Entrelazadas | Driehaus Museum
“Entrelazadas / Interlaced” (2024) marks the introduction of the pillar structure to my architectural explorations. The pillar shaft is composed of two independent triangular shapes that are structurally entangled in wrought iron work. The abstract symmetry of the pillar is sourced from the wrought iron screens of Puerto Rico’s rejas, a form of security protecting the homes of the working class.
I transform the pillar, a utilitarian form for load-bearing and stabilization that has come to embody unearthly characteristics and meanings, to share my sentiments on migration through the lens of my maternal bond. “Entrelazadas / Interlaced,” a title chosen to reflect my perspective, was prominently featured in my solo exhibition titled “lazos terrenales / earthly bonds,” pictured here. The pillars allowed me to employ Puerto Rican residential architecture as a means for examining diasporic identities, colonial histories, and constructed social orders.
A Tale of Today: Materialities
The Driehaus Museum is characterized by a rich history and an impressive wealth of architectural styles. The site of the Museum, the Gilded Age-era Samuel Nickerson Mansion, offers a rare opportunity to map important and often overlooked histories and genealogies. While the unique design and architecture of the Mansion have been documented and studied, A Tale of Today: Materialities proposes to investigate more deeply the materials that comprise the very fabric of the building.

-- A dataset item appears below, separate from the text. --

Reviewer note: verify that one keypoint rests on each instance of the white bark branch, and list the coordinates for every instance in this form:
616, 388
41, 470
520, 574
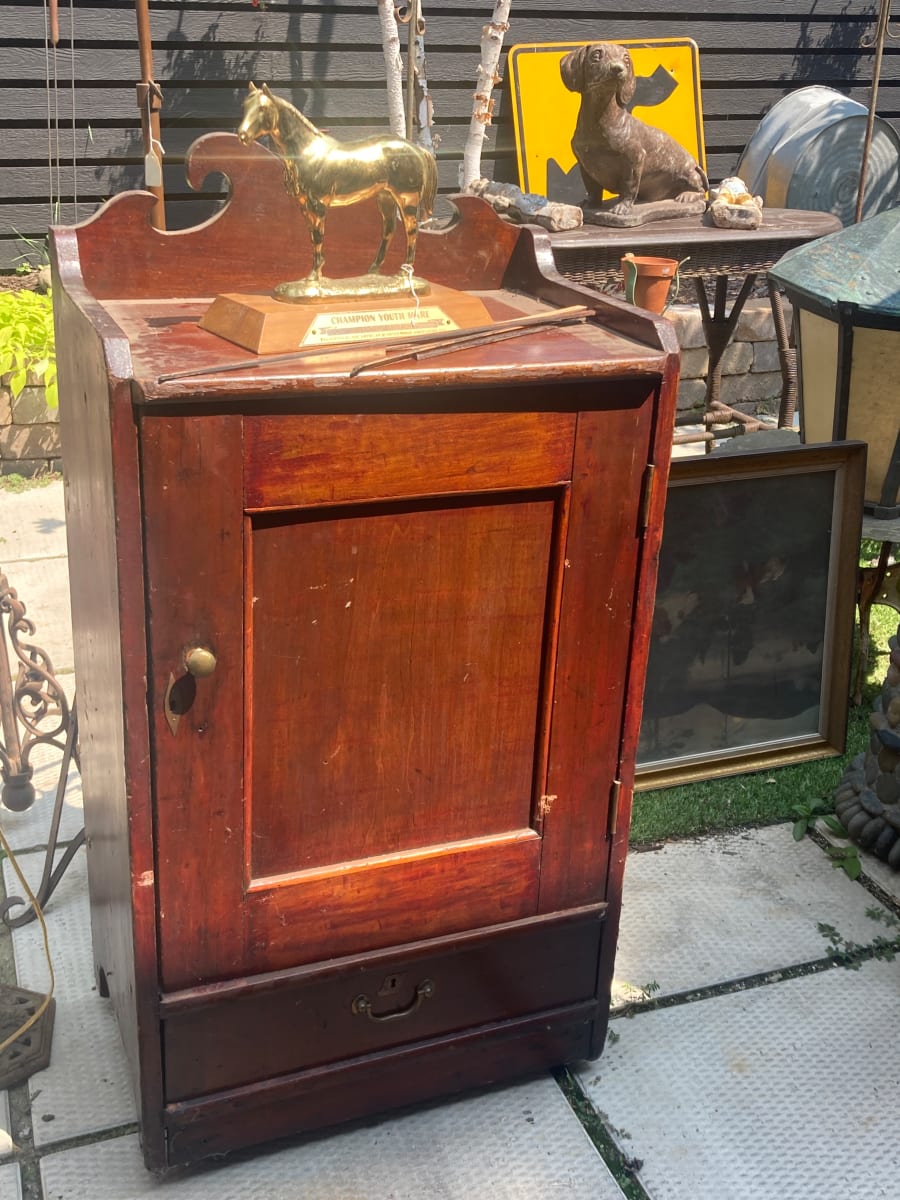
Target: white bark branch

The materialities of objects and architectural features can link past to present histories in original and compelling ways. They connect different cultures and define cultural boundaries. Never inert, materials are inherently political. They are active participants in the ongoing negotiations that build our present and define our futures. There is a new prominence of materiality in art and it is a clear manifestation of our growing awareness that humans no longer are the undisputed centers of everything and that our world is the result of collaborative processes with other living and non-living, human and more-than-human agents.
Materialities invites artists to select a specific material from the Driehaus Museum to engage in a new materialist dialogue with it. In conversation with guest curator Dr. Giovanni Aloi, the artists will research the histories of their chosen material to produce an engaged, critically aware, integrated response designed to uncover hidden cultural, historical, and ecological networks that bind the very fabric of the house to distant shores, peoples, skill sets, traditions, ideologies, and economic forces.